Limitations & Future Work¶
- MI estimation at the 1–3B scale depends on proxy models and log-probabilities, introducing potential variance and bias; clipping negative values is an engineering compromise.
- The study primarily focuses on GPT-style non-reasoning models and single-turn communication, with limited generalizability to reasoning-enhanced models or iterative multi-agent workflows.
- Compression is treated as synonymous with "summarization," excluding other forms like structured extraction or function-call generation; FLOPs-per-generation does not account for device-specific optimizations.
- Future Work: Exploring alternative estimators like InfoNCE, rate-distortion-based training objectives for compressors, information-theoretic routing/fallback strategies, and scaling behaviors in MoE models.
Related Work & Insights¶
- Information Bottleneck (Tishby et al., 2000; Shwartz-Ziv & Tishby, 2017): This work extends the "compression vs. prediction" tradeoff from single-model representations to the communication channel between two LMs.
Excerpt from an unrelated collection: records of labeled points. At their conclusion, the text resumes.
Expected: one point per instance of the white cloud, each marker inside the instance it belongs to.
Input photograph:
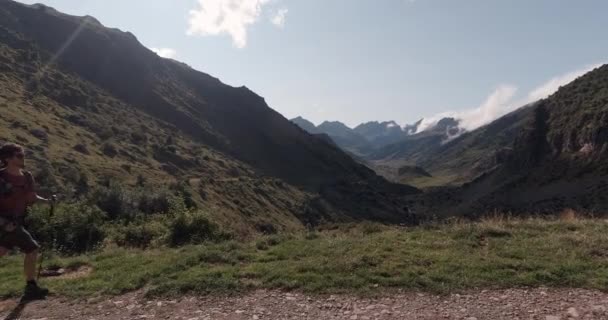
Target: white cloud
(502, 101)
(165, 52)
(551, 86)
(232, 17)
(279, 18)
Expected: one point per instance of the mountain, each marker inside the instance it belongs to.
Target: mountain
(451, 156)
(557, 160)
(381, 133)
(93, 104)
(364, 139)
(305, 124)
(343, 136)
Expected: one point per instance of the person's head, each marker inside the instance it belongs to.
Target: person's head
(12, 156)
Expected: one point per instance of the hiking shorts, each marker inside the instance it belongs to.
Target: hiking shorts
(19, 238)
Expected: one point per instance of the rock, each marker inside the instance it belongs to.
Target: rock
(573, 313)
(597, 310)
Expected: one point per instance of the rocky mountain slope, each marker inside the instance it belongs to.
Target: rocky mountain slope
(557, 160)
(92, 103)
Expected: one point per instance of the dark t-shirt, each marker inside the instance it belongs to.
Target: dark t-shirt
(16, 193)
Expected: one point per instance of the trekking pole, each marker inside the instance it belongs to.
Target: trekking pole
(51, 212)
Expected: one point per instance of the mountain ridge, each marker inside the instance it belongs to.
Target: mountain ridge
(84, 95)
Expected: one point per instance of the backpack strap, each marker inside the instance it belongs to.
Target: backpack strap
(29, 180)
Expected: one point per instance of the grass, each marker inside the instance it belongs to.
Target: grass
(496, 253)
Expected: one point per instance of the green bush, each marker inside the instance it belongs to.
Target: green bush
(142, 233)
(73, 228)
(115, 200)
(190, 226)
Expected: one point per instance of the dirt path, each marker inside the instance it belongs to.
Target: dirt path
(544, 304)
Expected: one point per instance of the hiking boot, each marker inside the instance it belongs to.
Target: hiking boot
(34, 292)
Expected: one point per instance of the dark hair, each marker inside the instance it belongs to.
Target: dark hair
(9, 150)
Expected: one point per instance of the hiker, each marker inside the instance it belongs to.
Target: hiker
(17, 192)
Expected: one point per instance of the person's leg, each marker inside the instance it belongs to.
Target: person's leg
(30, 247)
(29, 265)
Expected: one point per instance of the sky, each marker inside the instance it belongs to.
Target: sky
(373, 60)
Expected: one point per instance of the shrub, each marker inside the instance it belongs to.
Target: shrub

- Scaling Laws (Kaplan et al., 2020; Hoffmann et al., 2022): MI acts as a task-agnostic proxy for compression quality, similar to how perplexity relates to downstream performance.
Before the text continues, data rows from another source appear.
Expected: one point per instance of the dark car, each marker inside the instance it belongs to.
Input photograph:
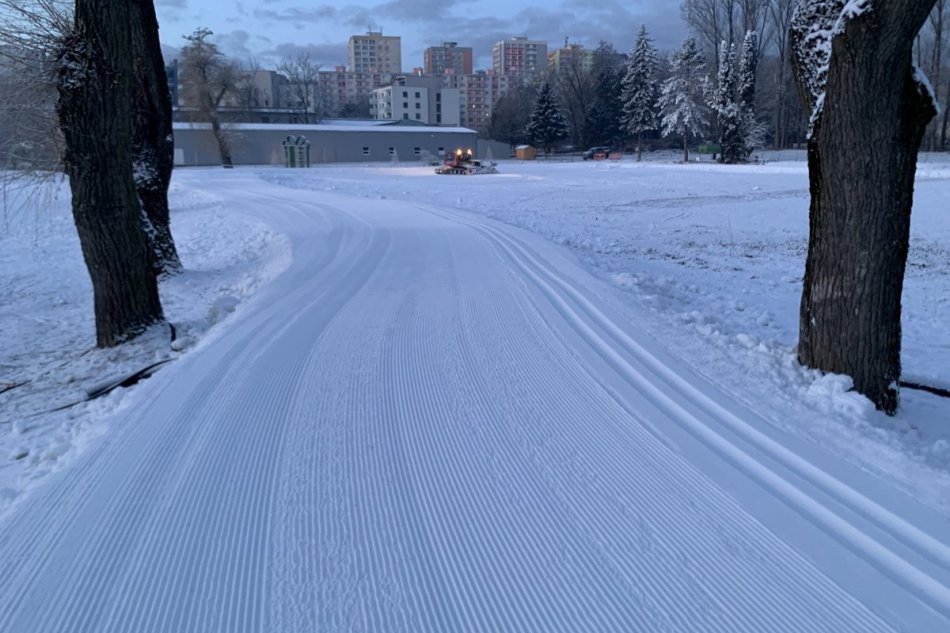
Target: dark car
(594, 151)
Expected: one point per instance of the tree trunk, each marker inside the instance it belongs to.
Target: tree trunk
(224, 148)
(94, 107)
(862, 160)
(153, 140)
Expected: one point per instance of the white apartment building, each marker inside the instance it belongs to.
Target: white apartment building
(375, 53)
(416, 99)
(519, 56)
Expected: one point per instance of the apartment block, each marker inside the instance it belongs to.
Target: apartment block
(450, 58)
(417, 99)
(571, 56)
(340, 87)
(519, 56)
(478, 94)
(375, 53)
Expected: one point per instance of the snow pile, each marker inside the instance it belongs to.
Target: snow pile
(48, 362)
(710, 259)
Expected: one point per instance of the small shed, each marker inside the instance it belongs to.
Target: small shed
(296, 151)
(525, 152)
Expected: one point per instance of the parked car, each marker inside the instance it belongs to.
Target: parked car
(594, 151)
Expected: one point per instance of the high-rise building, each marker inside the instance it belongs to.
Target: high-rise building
(416, 99)
(450, 58)
(519, 56)
(571, 56)
(339, 89)
(478, 94)
(375, 53)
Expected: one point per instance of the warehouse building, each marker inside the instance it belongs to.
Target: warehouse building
(330, 142)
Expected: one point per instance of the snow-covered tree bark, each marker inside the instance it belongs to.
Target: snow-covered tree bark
(870, 107)
(95, 86)
(682, 98)
(641, 91)
(153, 140)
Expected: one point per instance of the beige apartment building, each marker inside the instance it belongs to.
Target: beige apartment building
(375, 53)
(519, 56)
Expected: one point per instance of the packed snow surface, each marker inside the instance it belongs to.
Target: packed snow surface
(560, 398)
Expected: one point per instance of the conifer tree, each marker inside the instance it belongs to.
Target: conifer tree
(682, 107)
(640, 91)
(547, 125)
(724, 102)
(752, 130)
(603, 120)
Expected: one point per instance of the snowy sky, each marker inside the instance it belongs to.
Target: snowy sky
(269, 30)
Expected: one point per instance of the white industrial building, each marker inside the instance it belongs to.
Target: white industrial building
(331, 142)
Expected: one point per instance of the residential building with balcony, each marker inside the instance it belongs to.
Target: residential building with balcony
(375, 53)
(417, 99)
(450, 58)
(520, 56)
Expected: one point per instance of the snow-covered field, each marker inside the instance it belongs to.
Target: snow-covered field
(649, 457)
(712, 258)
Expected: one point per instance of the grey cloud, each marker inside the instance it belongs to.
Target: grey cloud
(298, 15)
(328, 56)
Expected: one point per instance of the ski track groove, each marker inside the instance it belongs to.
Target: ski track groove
(926, 588)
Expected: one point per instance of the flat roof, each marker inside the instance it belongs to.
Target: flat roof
(324, 127)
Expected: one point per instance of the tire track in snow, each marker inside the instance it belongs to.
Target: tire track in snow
(76, 610)
(646, 372)
(598, 520)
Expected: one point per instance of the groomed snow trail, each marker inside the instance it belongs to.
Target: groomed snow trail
(431, 423)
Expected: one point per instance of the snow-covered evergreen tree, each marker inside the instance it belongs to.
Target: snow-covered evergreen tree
(733, 101)
(753, 132)
(547, 125)
(681, 101)
(603, 119)
(724, 102)
(641, 90)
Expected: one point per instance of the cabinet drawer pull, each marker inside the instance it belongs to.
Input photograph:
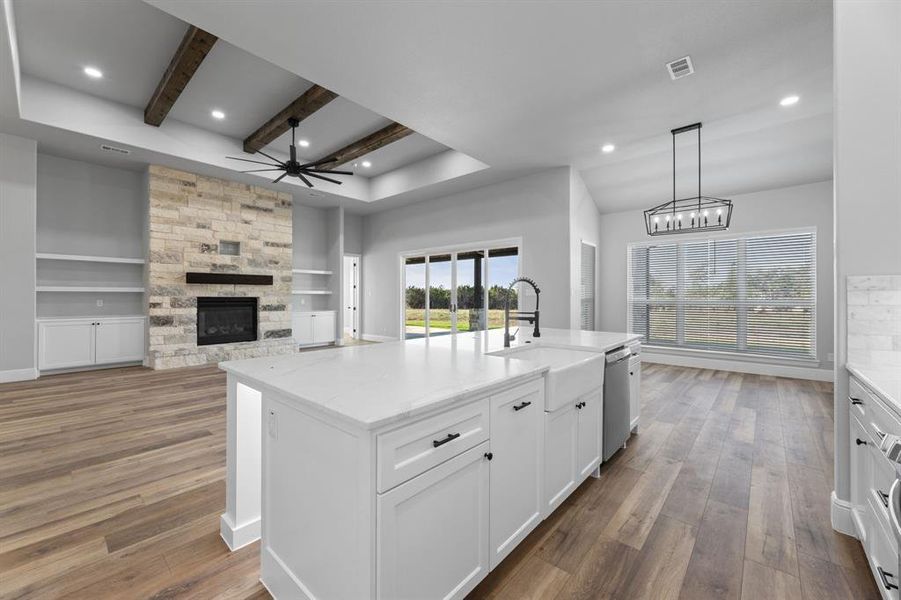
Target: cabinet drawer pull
(450, 437)
(884, 575)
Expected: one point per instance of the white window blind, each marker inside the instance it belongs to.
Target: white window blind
(754, 294)
(586, 298)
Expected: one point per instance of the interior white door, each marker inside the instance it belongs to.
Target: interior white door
(589, 435)
(559, 456)
(433, 531)
(323, 327)
(516, 465)
(65, 344)
(302, 327)
(119, 340)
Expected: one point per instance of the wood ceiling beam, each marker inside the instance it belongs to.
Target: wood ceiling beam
(194, 47)
(309, 102)
(370, 143)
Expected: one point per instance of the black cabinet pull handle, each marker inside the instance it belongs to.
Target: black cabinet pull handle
(450, 437)
(884, 575)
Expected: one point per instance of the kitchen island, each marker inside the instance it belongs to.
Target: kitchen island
(408, 469)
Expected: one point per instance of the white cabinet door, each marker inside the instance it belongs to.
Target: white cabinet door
(323, 327)
(65, 344)
(860, 478)
(302, 328)
(634, 392)
(432, 531)
(516, 449)
(559, 456)
(119, 340)
(589, 413)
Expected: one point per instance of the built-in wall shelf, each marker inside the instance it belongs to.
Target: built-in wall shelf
(311, 271)
(90, 289)
(83, 258)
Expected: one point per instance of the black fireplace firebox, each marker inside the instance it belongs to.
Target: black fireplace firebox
(226, 320)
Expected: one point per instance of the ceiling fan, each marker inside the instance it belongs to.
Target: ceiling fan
(292, 168)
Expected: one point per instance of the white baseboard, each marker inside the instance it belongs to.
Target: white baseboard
(371, 337)
(737, 366)
(18, 375)
(238, 537)
(841, 516)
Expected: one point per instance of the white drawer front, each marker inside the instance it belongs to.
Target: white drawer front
(406, 452)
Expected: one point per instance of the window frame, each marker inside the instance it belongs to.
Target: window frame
(741, 303)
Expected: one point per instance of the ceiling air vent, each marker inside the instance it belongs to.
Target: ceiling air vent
(108, 148)
(680, 68)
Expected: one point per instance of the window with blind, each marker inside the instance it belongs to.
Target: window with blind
(586, 297)
(754, 294)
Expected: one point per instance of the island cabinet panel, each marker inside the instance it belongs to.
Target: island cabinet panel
(413, 449)
(516, 466)
(432, 531)
(590, 412)
(560, 427)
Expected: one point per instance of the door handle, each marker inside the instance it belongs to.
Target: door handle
(450, 437)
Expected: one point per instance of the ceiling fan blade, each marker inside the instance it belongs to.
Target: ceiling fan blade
(270, 157)
(311, 174)
(329, 171)
(323, 161)
(253, 161)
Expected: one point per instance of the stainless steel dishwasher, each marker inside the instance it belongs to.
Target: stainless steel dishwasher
(616, 400)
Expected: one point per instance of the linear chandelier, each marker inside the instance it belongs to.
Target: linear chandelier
(692, 214)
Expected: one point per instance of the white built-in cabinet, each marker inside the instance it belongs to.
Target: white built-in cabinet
(872, 476)
(73, 343)
(314, 327)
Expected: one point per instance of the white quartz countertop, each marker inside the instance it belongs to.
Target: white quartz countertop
(885, 382)
(374, 385)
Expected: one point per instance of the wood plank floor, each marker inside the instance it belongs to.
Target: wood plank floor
(112, 483)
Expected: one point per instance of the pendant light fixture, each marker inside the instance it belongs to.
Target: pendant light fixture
(692, 214)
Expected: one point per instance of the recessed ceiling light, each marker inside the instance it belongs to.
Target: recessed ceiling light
(789, 100)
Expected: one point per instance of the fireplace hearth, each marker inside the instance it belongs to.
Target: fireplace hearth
(224, 320)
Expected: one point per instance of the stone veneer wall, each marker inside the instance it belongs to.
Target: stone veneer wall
(189, 216)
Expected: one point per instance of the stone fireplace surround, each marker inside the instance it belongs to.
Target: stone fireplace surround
(188, 216)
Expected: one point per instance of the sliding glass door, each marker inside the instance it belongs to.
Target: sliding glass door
(459, 291)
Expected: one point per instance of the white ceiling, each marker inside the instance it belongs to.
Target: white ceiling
(133, 42)
(529, 85)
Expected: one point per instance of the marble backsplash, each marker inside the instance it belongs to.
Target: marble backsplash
(874, 320)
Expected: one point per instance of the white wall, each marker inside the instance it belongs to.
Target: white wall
(867, 171)
(585, 226)
(18, 182)
(786, 208)
(534, 208)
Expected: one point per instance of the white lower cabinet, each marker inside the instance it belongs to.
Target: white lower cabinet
(72, 343)
(433, 531)
(516, 462)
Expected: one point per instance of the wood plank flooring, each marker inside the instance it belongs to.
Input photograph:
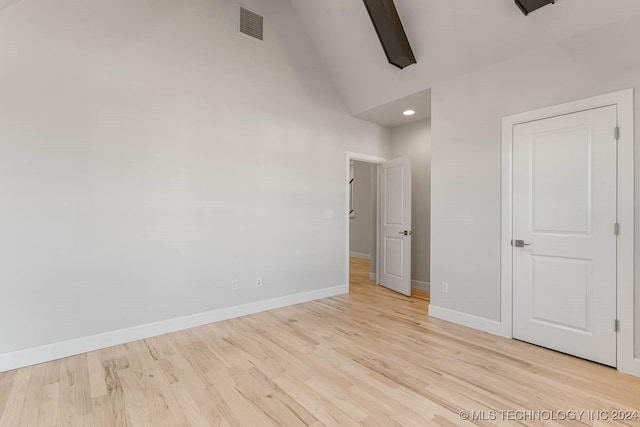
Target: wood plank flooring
(371, 358)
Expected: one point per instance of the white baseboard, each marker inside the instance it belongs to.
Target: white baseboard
(469, 320)
(423, 286)
(46, 353)
(630, 366)
(359, 255)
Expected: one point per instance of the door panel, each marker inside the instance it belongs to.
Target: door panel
(395, 245)
(564, 209)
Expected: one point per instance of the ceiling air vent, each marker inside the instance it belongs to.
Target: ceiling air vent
(251, 23)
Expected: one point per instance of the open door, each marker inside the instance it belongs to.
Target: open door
(394, 249)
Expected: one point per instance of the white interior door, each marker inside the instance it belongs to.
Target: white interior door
(564, 247)
(395, 225)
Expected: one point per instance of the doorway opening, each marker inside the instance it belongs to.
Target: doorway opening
(388, 221)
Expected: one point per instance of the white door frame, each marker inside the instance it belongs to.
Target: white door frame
(367, 158)
(623, 100)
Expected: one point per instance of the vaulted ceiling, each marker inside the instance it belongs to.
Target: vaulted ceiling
(448, 37)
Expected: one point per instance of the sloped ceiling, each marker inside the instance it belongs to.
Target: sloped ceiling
(449, 38)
- Multi-Agent Systems (Narayan et al., 2025; Hadfield et al., 2025): Validates the efficacy of the data-plane/control-plane split ("small model reads, large model orchestrates") and provides the first channel-based quantification of intermediate communication.
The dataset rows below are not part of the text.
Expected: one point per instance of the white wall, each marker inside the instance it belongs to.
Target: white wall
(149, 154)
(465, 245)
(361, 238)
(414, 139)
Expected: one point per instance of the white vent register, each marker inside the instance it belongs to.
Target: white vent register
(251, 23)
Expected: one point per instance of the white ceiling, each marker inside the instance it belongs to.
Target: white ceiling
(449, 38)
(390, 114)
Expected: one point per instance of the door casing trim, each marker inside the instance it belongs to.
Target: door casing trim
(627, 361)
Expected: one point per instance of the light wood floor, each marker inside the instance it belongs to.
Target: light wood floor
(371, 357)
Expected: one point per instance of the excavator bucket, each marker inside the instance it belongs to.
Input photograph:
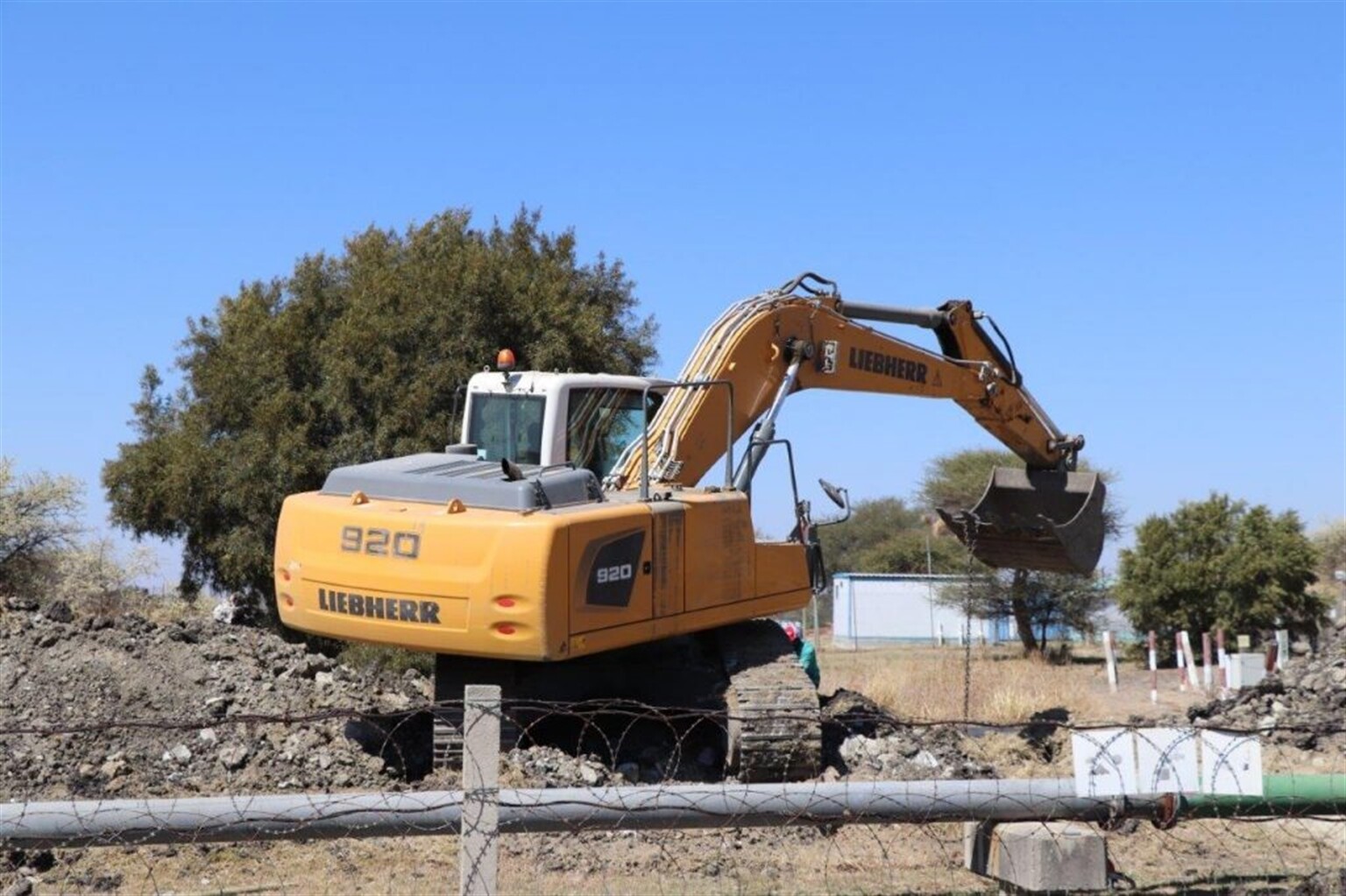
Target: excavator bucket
(1034, 519)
- Insight: Any cascaded system using "small model preprocessing + large model decision-making" (RAG, tool usage, memory compression) can utilize this MI framework for component attribution and compute allocation without requiring end-to-end sweeps.
Rating¶
- Novelty: ⭐⭐⭐⭐⭐ — Reframing agentic system design as an information theory problem with a practical MI estimator is a fresh and self-consistent perspective.
- Experimental Thoroughness: ⭐⭐⭐⭐ — Comprehensive sweep across five datasets, three model families, and multiple predictor sizes plus real-world Deep Research implementation; however, it remains focused on non-reasoning single-turn setups.
- Writing Quality: ⭐⭐⭐⭐⭐ — Structured around four guiding questions with clear, actionable conclusions and well-organized visuals.
- Value: ⭐⭐⭐⭐⭐ — The "front-load the compressor, deploy locally, reduce cost by 74%" insight provides direct guidance for industrial-grade agentic system deployment.